The risk to benefit ratio of short-acting insulin analogues in the treatment of patients with diabetes is still unclear

| Feb 1, 2006

“Despite this theoretical superiority of short-acting insulin analogues over regular human insulin, the risk to benefit ratio of short-acting insulin analogues in the treatment of patients with diabetes is still unclear.”

That statement was the basis for researchers to assess the effects of treatment with short-acting insulin analogues as opposed to treatment with Regular human insulin.

Referring to the Cochrane Library (2003, issue 4), Medline and, Michael Schooff, MD, and Krista Ehlers, MD, of the Clarkson Family Medicine Residency Program in Omaha, Nebraska, conducted a search for randomized controlled trials of short-acting insulin analogues versus Regular human insulin.

Schooff and Ehlers found only a minor benefit of short-acting insulin analogues in the majority of patients with diabetes who are treated with insulin.

They write, “Until long-term efficacy and safety data are available, the authors suggest a cautious response to the vigorous promotion of insulin analogues. Because of fears of potentially carcinogenic and proliferative effects, most studies to date have excluded patients with advanced diabetic complications. For safety purposes, we need a long-term follow up of large numbers of patients who use short-acting insulin analogues.”

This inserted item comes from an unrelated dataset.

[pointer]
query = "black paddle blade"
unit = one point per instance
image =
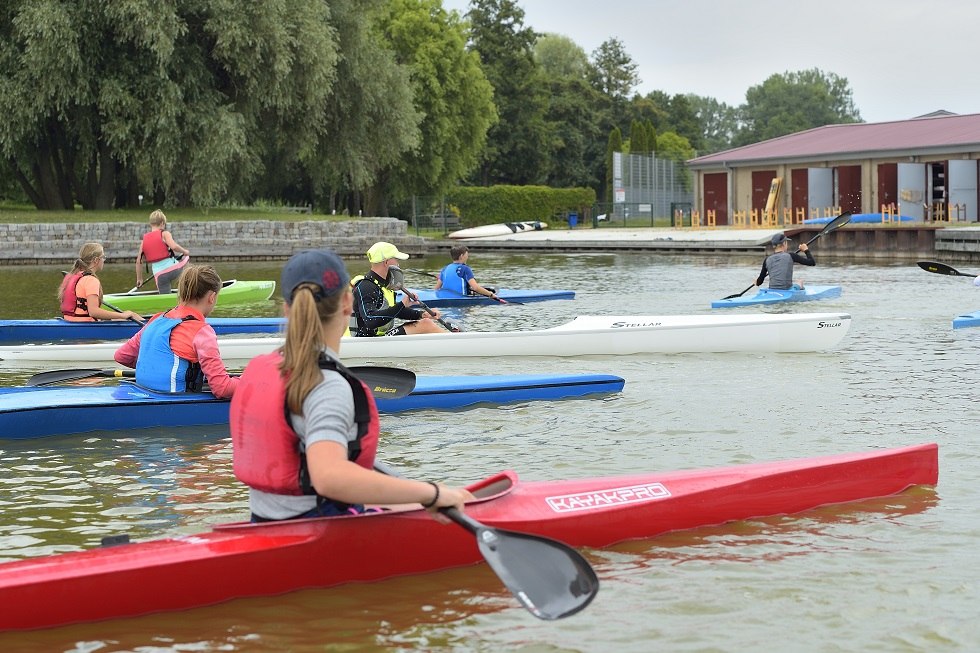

In response to this opinion, Eli Lilly told Diabetes Health, “It is important to know that Humalog has been FDA-approved and marketed by Lilly for nearly 10 years in the United States and has a proven safety profile. During that 10 year period, Humalog has been used by millions of U.S. patients. In addition, Lilly reports all adverse events that it receives—from patients, physicians, through employees, and through any other source—to the FDA. Consequently, there is a large number of patients who have been using Humalog on a long-term basis, and follow up is provided through the FDA’s adverse event reporting system.”